Seltz then recommended the formation of a fifth subcommittee, an Administration and Finance subcommittee. This subcommittee will handle budgetary oversight matters such as creating a budget and setting compensation rates for HPC senior staff. It is standard procedure for public accountability. The ANF subcommittee was unanimously approved. Turner, Yang, Lord, and Altman are on the subcommittee.
Lastly, there was time reserved for public comment. Comments ranged from concern about workforce downsizing to criteria for quality measures. The comments were well received by HPC. HPC promised to look into all issues.

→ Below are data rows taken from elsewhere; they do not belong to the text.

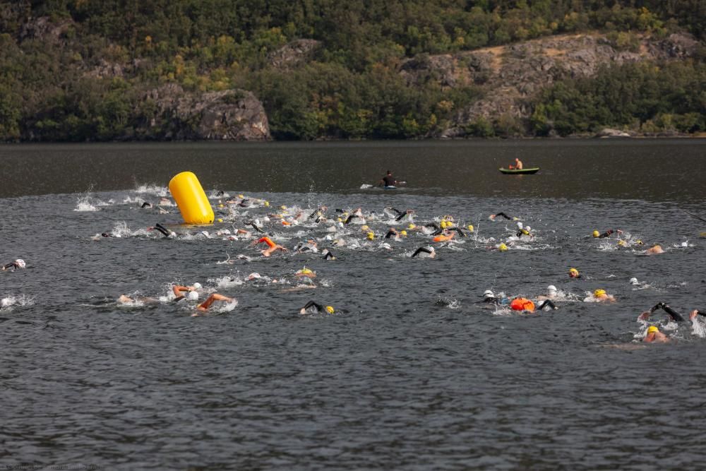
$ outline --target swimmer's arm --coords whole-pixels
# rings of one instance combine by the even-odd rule
[[[676,311],[674,311],[673,309],[671,309],[666,304],[662,306],[662,309],[664,309],[664,311],[666,311],[668,314],[669,314],[669,317],[671,318],[672,321],[674,321],[675,322],[684,321],[684,318],[681,316],[681,314],[678,313]]]
[[[181,285],[176,285],[172,287],[172,291],[174,292],[174,296],[176,297],[183,297],[184,294],[181,294],[182,291],[191,291],[191,288],[188,286],[181,286]]]

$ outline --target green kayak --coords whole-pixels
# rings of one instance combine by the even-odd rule
[[[500,171],[502,173],[510,174],[513,174],[513,175],[514,174],[519,174],[519,175],[527,174],[527,175],[532,175],[532,174],[535,174],[537,172],[539,172],[539,167],[533,167],[530,168],[530,169],[522,169],[521,170],[518,170],[517,169],[503,169],[503,168],[501,167],[500,168]]]

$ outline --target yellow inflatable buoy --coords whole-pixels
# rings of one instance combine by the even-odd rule
[[[174,175],[169,181],[169,191],[174,196],[181,217],[186,224],[213,224],[213,208],[196,176],[191,172]]]

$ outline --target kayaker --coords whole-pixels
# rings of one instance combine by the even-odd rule
[[[24,268],[26,266],[25,261],[22,258],[18,258],[14,261],[11,261],[9,263],[6,263],[5,265],[0,267],[0,271],[6,271],[7,270],[11,270],[15,271],[17,268]]]
[[[390,170],[388,170],[387,174],[385,175],[381,180],[380,180],[381,186],[384,185],[385,186],[394,186],[396,184],[397,180],[395,180],[395,177],[393,177],[393,172]]]

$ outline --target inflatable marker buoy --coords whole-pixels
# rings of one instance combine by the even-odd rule
[[[191,172],[174,175],[169,191],[186,224],[213,224],[213,208],[196,176]]]

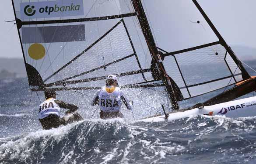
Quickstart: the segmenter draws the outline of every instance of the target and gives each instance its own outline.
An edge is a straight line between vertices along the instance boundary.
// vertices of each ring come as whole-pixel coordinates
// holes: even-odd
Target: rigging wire
[[[33,92],[30,91],[31,92],[31,94],[30,94],[30,99],[29,99],[29,105],[30,105],[30,102],[31,102],[31,99],[32,98],[32,93]]]
[[[16,20],[4,20],[4,21],[5,22],[15,22]]]
[[[244,62],[243,62],[243,61],[240,61],[240,62],[242,62],[243,64],[245,64],[245,65],[246,65],[246,66],[247,66],[247,67],[249,67],[249,68],[250,69],[251,69],[251,70],[252,70],[252,71],[253,71],[254,72],[256,72],[256,70],[255,70],[254,69],[253,69],[253,68],[251,68],[251,67],[250,67],[249,65],[247,65],[247,64],[246,64]]]
[[[40,103],[42,103],[40,98],[39,98],[39,96],[38,96],[38,94],[37,93],[37,92],[35,92],[35,93],[36,93],[36,95],[37,95],[37,97],[38,98],[38,99],[39,100],[39,102],[40,102]]]
[[[234,72],[234,73],[232,75],[235,75],[235,73],[236,72],[236,70],[238,68],[238,65],[237,65],[237,67],[236,67],[236,68],[235,68],[235,72]],[[225,89],[224,89],[224,90],[223,91],[223,92],[222,92],[222,93],[224,93],[224,92],[225,92],[226,91],[226,89],[227,89],[227,88],[228,87],[228,85],[229,85],[229,84],[230,83],[230,82],[231,82],[231,80],[232,80],[232,79],[233,79],[233,78],[235,78],[235,77],[233,77],[233,76],[231,78],[230,78],[230,80],[229,80],[229,82],[228,82],[228,85],[227,86],[226,86],[226,87],[225,87]]]

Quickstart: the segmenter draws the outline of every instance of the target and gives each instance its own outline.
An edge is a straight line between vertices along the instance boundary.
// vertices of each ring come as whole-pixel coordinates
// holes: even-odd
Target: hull
[[[157,116],[143,119],[143,122],[161,122],[180,119],[194,115],[208,116],[224,115],[228,117],[252,116],[256,116],[256,96],[230,101],[203,108],[194,108],[181,112],[171,112],[166,119],[164,115]]]

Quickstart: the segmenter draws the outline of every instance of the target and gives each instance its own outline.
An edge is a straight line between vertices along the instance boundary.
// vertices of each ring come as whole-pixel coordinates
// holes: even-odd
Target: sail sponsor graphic
[[[53,43],[85,41],[84,24],[22,27],[22,43]]]
[[[245,104],[244,103],[242,104],[230,106],[225,108],[223,107],[219,112],[218,112],[217,114],[225,114],[229,111],[243,108],[245,106]]]
[[[21,19],[84,15],[83,0],[21,3]]]

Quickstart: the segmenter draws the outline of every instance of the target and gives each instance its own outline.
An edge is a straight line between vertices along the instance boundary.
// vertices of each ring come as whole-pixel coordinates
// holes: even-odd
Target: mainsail
[[[159,12],[156,1],[13,0],[32,91],[98,89],[112,74],[123,88],[166,91],[178,109],[250,78],[196,0],[157,1]]]

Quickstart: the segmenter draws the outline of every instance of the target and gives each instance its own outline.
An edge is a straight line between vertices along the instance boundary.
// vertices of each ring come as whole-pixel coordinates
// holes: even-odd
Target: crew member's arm
[[[123,92],[123,91],[122,91],[121,92],[122,92],[122,96],[121,96],[121,99],[122,99],[122,101],[123,101],[123,103],[124,104],[124,105],[125,105],[125,106],[127,107],[127,109],[128,109],[129,110],[131,110],[132,107],[130,105],[130,103],[129,102],[129,101],[128,101],[128,99],[124,96]]]
[[[99,101],[99,93],[101,92],[101,90],[99,90],[98,91],[97,91],[97,92],[96,93],[95,95],[95,96],[94,97],[94,98],[93,99],[93,100],[91,101],[91,106],[95,106],[96,104],[98,104],[98,101]]]
[[[76,105],[69,104],[68,103],[66,103],[60,100],[55,100],[54,102],[61,108],[70,109],[66,112],[66,114],[75,112],[79,108],[78,106]]]

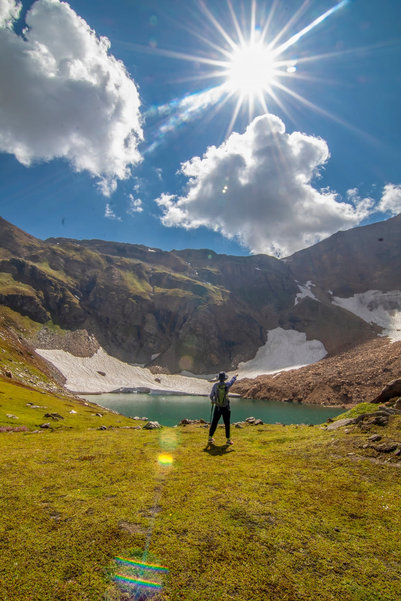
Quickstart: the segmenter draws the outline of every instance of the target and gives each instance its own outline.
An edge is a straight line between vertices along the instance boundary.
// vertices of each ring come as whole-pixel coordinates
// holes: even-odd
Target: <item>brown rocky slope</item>
[[[401,342],[379,338],[298,370],[236,382],[245,398],[349,407],[371,402],[391,380],[401,377]]]
[[[305,332],[333,356],[376,340],[382,329],[335,305],[328,291],[401,290],[400,229],[399,215],[280,260],[43,241],[0,218],[0,305],[39,325],[38,347],[85,356],[100,344],[155,371],[235,369],[277,328]],[[308,280],[316,299],[296,304]]]

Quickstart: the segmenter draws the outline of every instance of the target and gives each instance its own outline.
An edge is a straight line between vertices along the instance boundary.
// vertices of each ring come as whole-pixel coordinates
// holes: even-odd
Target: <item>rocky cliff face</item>
[[[155,370],[234,369],[279,327],[305,332],[334,355],[381,332],[332,297],[401,289],[400,225],[399,215],[338,232],[279,260],[43,242],[0,218],[0,304],[44,325],[38,335],[48,347],[79,355],[97,341],[109,354]],[[54,335],[49,323],[70,333]]]

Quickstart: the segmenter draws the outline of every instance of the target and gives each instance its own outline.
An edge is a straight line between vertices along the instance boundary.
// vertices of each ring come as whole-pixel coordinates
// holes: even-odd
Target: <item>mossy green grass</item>
[[[380,433],[399,442],[401,417]],[[363,448],[370,433],[248,426],[231,447],[195,426],[0,434],[0,599],[133,599],[114,558],[148,546],[170,569],[156,599],[395,601],[401,469]]]

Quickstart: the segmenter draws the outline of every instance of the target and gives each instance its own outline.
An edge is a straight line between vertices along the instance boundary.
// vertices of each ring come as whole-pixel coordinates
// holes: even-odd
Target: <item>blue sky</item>
[[[0,0],[0,15],[2,2],[6,7],[4,10],[8,10],[13,0]],[[42,68],[39,63],[30,61],[22,68],[18,57],[13,63],[16,34],[21,43],[31,44],[31,52],[38,43],[42,47],[47,44],[51,50],[56,48],[52,52],[58,61],[55,67],[58,77],[64,64],[62,53],[69,54],[69,44],[78,47],[89,35],[78,28],[72,13],[62,14],[55,6],[58,0],[39,0],[40,10],[28,23],[31,38],[24,41],[20,35],[32,4],[23,2],[19,19],[13,23],[9,20],[8,28],[4,29],[2,43],[8,44],[7,55],[11,58],[8,65],[8,59],[0,62],[3,85],[8,91],[7,97],[0,96],[0,142],[3,141],[0,146],[4,150],[0,154],[0,215],[22,229],[43,239],[101,238],[169,250],[206,247],[231,254],[251,251],[283,255],[338,229],[399,212],[399,2],[343,2],[338,10],[284,49],[278,58],[287,64],[278,69],[286,75],[269,76],[268,81],[279,103],[263,93],[268,112],[275,117],[259,121],[254,120],[265,112],[265,108],[256,102],[254,112],[249,115],[248,93],[242,88],[234,91],[230,88],[232,95],[224,104],[227,93],[204,95],[203,107],[195,109],[200,94],[229,79],[228,76],[208,79],[206,76],[216,70],[216,66],[202,62],[227,60],[216,46],[226,53],[233,52],[216,22],[235,44],[239,43],[225,0],[205,1],[212,16],[198,0],[69,3],[97,36],[108,38],[109,55],[123,61],[135,82],[132,84],[127,76],[121,88],[121,99],[112,100],[115,108],[125,107],[130,116],[120,118],[115,116],[115,109],[114,120],[109,121],[111,101],[106,97],[109,92],[105,91],[103,80],[100,83],[97,80],[94,85],[96,96],[93,86],[90,94],[87,90],[84,93],[75,85],[81,76],[75,72],[71,76],[70,70],[58,96],[53,95],[49,86],[49,91],[44,91],[40,99],[37,82],[41,80],[34,72]],[[256,4],[257,38],[273,4]],[[301,5],[298,0],[277,3],[266,43]],[[246,45],[252,2],[233,0],[232,5]],[[335,5],[335,2],[326,0],[307,3],[273,49]],[[51,9],[53,27],[46,28]],[[60,50],[58,38],[68,29],[63,26],[63,19],[67,17],[70,35],[63,40],[63,48]],[[76,25],[76,35],[73,31]],[[89,63],[92,50],[85,48],[82,50],[83,62]],[[167,56],[164,55],[165,50]],[[19,51],[15,50],[16,56]],[[180,59],[174,53],[192,58]],[[50,53],[49,50],[46,56]],[[103,54],[96,59],[102,69],[102,61],[105,65],[107,60]],[[4,57],[4,52],[2,55]],[[322,55],[326,56],[310,59]],[[287,66],[292,66],[296,69],[293,75],[287,72]],[[23,70],[16,77],[20,68]],[[115,70],[115,66],[110,69]],[[52,76],[54,79],[54,73]],[[115,76],[125,76],[119,71]],[[274,79],[295,96],[276,87],[272,83]],[[43,82],[47,90],[48,73]],[[240,136],[231,136],[226,144],[242,91],[243,102],[231,128]],[[98,122],[95,97],[95,103],[103,103]],[[183,105],[185,98],[188,99]],[[308,102],[315,106],[308,105]],[[165,107],[163,114],[161,106]],[[132,117],[134,113],[136,121]],[[62,133],[55,126],[58,121],[63,122]],[[81,129],[76,122],[82,124]],[[164,133],[166,125],[168,131]],[[127,128],[126,133],[131,128],[136,136],[129,155],[135,157],[130,167],[129,158],[123,156],[124,149],[115,150],[118,141],[112,136],[120,127]],[[72,134],[75,129],[79,133],[85,129],[85,137],[78,135],[75,139]],[[293,132],[301,132],[303,137],[292,136]],[[19,139],[19,144],[11,138]],[[295,160],[299,144],[301,158]],[[216,147],[214,154],[199,164],[192,162],[186,172],[180,172],[182,163],[201,157],[212,145]],[[29,159],[23,158],[26,156]],[[130,168],[130,177],[126,171],[121,175],[127,167]],[[108,178],[105,188],[109,196],[97,185],[103,175]],[[279,175],[280,182],[276,181]],[[112,181],[114,183],[110,184]],[[179,197],[184,200],[177,204]],[[128,213],[130,203],[132,210]],[[344,203],[352,210],[344,208]]]

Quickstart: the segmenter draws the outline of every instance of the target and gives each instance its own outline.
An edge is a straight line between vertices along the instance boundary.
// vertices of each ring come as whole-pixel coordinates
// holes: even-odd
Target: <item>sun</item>
[[[197,29],[186,25],[182,26],[212,49],[209,55],[204,51],[199,54],[192,54],[126,43],[129,47],[135,47],[135,49],[141,52],[188,61],[192,63],[196,70],[200,69],[201,66],[204,69],[203,73],[188,78],[180,78],[177,82],[205,82],[209,80],[210,82],[213,82],[213,85],[207,86],[201,91],[194,92],[180,100],[174,99],[155,109],[152,108],[153,112],[150,114],[166,116],[163,117],[164,122],[159,126],[154,136],[155,140],[150,145],[147,151],[151,151],[159,145],[167,132],[176,130],[206,111],[207,115],[206,118],[210,120],[232,98],[236,99],[236,102],[233,103],[233,112],[225,132],[226,138],[232,132],[241,108],[243,109],[242,114],[243,115],[245,112],[243,109],[246,105],[249,123],[256,114],[260,114],[261,109],[263,113],[268,113],[268,105],[271,102],[275,103],[293,123],[295,123],[295,119],[287,106],[288,103],[282,100],[285,95],[289,100],[291,99],[292,103],[301,103],[337,123],[345,124],[344,121],[335,115],[321,109],[292,90],[290,84],[296,79],[309,80],[311,82],[316,81],[316,78],[307,73],[298,70],[305,63],[321,61],[326,56],[348,52],[339,50],[326,54],[306,55],[299,58],[294,46],[301,38],[331,15],[343,8],[350,0],[337,1],[331,8],[289,37],[287,37],[289,32],[295,28],[301,17],[304,17],[304,13],[309,6],[308,0],[302,2],[281,28],[278,26],[277,23],[281,20],[278,18],[276,23],[275,18],[275,11],[280,4],[280,0],[273,0],[268,14],[265,14],[264,4],[261,2],[259,12],[262,16],[260,19],[257,18],[257,0],[250,0],[250,26],[246,23],[246,19],[242,17],[240,25],[232,0],[227,0],[232,20],[231,26],[229,20],[226,23],[227,20],[225,19],[224,25],[218,20],[213,12],[214,4],[210,1],[211,8],[209,9],[206,2],[206,0],[198,0],[201,11],[206,17],[205,22],[209,21],[218,32],[222,38],[220,43],[218,38],[215,41],[210,33],[210,30],[206,26]],[[260,25],[258,25],[258,22],[260,22]],[[284,84],[286,81],[289,82],[289,86]],[[349,126],[349,124],[346,124]]]
[[[259,44],[240,47],[233,53],[228,71],[227,86],[230,91],[259,95],[274,81],[273,56]]]

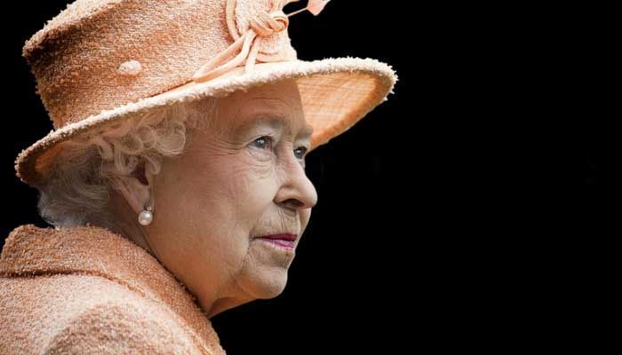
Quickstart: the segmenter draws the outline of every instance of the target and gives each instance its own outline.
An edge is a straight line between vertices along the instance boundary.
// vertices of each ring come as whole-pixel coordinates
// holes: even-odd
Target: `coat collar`
[[[23,225],[0,254],[0,276],[84,273],[105,277],[170,307],[191,327],[206,353],[224,354],[211,322],[168,269],[130,240],[100,226],[55,229]]]

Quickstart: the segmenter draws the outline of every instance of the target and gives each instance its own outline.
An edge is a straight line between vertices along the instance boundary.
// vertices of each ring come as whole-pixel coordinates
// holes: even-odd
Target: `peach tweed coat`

SUBCOMMITTEE MEETING ON QUALITY IMPROVEMENT AND PATIENT PROTECTION
The subcommittee, chaired by Sudders, met following the main meeting. Seltz began by explaining that the subcommittee’s mandate is to reduce cost while improving quality and determine how quality is affected by Ch. 224 changes. The subcommittee will be heavily involved in OPP’s transfer from DPH. OPP helps consumers navigate the health care system, serves as an external review mechanism for denials of coverage, and grants waivers to allow people to enroll in coverage outside of the open enrollment period. Seltz is looking for a director for OPP.
Everett asked if there is an end date for OPP set up. Seltz said that there is a six week window leading up to the moment when OPP goes under HPC from DPH. The transfer will probably happen sometime in April. Allen asked what changes must be made to OPP legislation to comply with the ACA. Seltz said that more guidance and information must be provided to consumers about health plans and their rights under health plans. The statutory changes are very minor and technical, like timeline changes. HPC must also promulgate regulations for OPP.
Sudders saw the OPP transfer as an opportunity to put out reports using OPP data and to refresh OPP. Allen saw the OPP transfer as a way to make information more understandable to consumers. Seltz wants OPP to be more robust.
Seltz added that the subcommittee would work on developing guidance related to the prohibition of mandatory overtime for hospital nurses, except in the event of an emergency where public safety would be compromised. There is ambiguity around this, especially in regards to what constitutes an emergency. Sudders said that she would like the subcommittee to work on where DOI and MassHealth are with the mental health parity regulations. Everett said that someone has to do a thorough analysis of quality measures that are already in existence. HPC should not pile on another set of measures and should give clinicians only one quality form to fill out.
Lastly, the subcommittee asked for public comment. The President of the MA Nurses Association commented on the ban on mandatory overtime for hospital nurses. She said that the ban was necessary to avoid medical error but that than ban was frequently violated due to poor planning and poor staffing. She hopes that her organization can be helpful in remedying this.
The subcommittee hopes to have another meeting in February.